Ich finde in O’Mearas Buch „A voice from Saint-Helena(II, 94) die Worte eines großen Mannes:

„Murat erhält den Befehl: Gehen Sie zur Vernichtung der sieben oder acht feindlichen Regimenter vor, die dort unten in der Ebene am Kirchdorf stehen! Im Augenblick war er wie ein Blitz auf und davon, und so wenig Kavallerie er auch führte, die feindlichen Regimenter waren bald zersprengt, vernichtet und verschwunden. Überläßt man diesen Mann aber sich selbst, so hat man einen Schwachkopf ohne Urteil. Es ist mir unbegreiflich, wie ein so tapferer Mann so feig sein kann. Nur vor dem Feinde war er tapfer, dort aber gewiß der glänzendste und mutigste Soldat von ganz Europa.

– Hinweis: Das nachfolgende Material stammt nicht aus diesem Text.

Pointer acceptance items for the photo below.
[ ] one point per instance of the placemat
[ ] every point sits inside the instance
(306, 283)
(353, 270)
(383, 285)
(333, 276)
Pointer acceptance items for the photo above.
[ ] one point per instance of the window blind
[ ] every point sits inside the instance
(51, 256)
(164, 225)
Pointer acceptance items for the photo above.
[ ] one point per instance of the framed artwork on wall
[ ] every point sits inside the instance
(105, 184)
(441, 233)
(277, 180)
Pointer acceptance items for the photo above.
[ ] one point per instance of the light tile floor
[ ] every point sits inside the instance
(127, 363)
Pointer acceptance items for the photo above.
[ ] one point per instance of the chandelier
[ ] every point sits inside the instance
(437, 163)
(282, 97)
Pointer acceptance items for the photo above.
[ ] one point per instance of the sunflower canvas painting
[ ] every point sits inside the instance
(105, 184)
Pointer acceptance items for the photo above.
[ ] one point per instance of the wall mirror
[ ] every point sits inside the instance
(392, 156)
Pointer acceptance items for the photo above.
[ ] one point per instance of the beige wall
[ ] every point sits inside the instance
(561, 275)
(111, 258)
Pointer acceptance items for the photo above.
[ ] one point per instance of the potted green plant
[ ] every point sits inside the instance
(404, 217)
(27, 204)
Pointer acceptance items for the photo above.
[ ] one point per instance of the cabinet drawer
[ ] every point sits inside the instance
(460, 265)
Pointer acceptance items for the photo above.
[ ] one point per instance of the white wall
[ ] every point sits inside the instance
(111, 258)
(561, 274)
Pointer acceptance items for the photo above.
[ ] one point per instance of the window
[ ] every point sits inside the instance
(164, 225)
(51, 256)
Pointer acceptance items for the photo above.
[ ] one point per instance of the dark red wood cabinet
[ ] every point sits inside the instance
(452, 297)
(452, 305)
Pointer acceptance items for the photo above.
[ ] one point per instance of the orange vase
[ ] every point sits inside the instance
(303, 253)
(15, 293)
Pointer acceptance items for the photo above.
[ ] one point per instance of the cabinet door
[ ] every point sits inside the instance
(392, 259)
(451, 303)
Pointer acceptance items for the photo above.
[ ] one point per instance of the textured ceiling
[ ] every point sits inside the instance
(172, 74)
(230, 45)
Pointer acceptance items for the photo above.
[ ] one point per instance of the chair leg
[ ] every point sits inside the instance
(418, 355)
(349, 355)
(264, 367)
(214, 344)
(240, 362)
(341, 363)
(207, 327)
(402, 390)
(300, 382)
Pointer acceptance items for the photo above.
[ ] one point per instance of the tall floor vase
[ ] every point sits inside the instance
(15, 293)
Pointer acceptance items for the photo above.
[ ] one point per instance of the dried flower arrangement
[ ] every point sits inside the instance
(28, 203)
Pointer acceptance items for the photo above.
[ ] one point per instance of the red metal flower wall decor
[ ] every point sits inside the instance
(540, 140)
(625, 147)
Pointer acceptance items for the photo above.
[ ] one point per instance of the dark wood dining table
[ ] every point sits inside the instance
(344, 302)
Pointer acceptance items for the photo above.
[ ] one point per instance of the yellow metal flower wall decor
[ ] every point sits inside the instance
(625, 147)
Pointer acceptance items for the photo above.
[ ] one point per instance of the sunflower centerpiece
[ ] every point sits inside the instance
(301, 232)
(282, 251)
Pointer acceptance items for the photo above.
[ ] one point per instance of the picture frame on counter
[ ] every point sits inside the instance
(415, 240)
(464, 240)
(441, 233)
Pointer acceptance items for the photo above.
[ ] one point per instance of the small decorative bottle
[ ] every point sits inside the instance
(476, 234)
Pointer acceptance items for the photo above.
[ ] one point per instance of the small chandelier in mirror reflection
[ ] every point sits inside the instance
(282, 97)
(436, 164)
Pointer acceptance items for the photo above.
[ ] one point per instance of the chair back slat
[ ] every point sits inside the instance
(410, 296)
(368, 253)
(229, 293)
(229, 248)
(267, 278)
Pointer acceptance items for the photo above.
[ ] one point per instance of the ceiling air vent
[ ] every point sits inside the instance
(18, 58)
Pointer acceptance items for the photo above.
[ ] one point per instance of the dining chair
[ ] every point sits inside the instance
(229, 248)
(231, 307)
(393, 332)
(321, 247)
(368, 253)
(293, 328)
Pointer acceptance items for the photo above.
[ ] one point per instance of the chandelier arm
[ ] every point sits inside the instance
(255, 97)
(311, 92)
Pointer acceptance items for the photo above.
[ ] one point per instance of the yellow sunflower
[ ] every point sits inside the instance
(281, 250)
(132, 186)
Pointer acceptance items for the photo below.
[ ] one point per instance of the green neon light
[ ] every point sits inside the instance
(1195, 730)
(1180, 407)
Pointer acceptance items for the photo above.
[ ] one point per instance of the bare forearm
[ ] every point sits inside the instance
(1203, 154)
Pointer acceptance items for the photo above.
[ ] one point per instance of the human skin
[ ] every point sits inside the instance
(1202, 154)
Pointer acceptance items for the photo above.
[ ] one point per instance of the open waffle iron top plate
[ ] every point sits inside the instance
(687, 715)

Er war ein Held, ein Saladin, ein Richard Löwenherz auf dem Schlachtfelde. Machte man ihn zum König oder setzte man ihn in einen Ministerrat, so war er nichts, als ein Feigling ohne Willen und Urteil. Murat und Ney sind die tapfersten Männer, die ich gekannt habe.“


42. Noch einmal Frankreich

Frankreich nimmt in der Anlage dieses Buches viel Raum ein, weil Paris dank der Überlegenheit seiner Literatur und seiner Sprache der Salon Europas ist und bleiben wird.


Empfohlene Zitierweise:
Stendhal übersetzt von Arthur Schurig: Über die Liebe (De l’Amour). Leipzig 1903, Seite 142. Digitale Volltext-Ausgabe bei Wikisource, URL: https://de.wikisource.org/w/index.php?title=Seite:Ueber_die_Liebe_142.jpg&oldid=- (Version vom 1.8.2018)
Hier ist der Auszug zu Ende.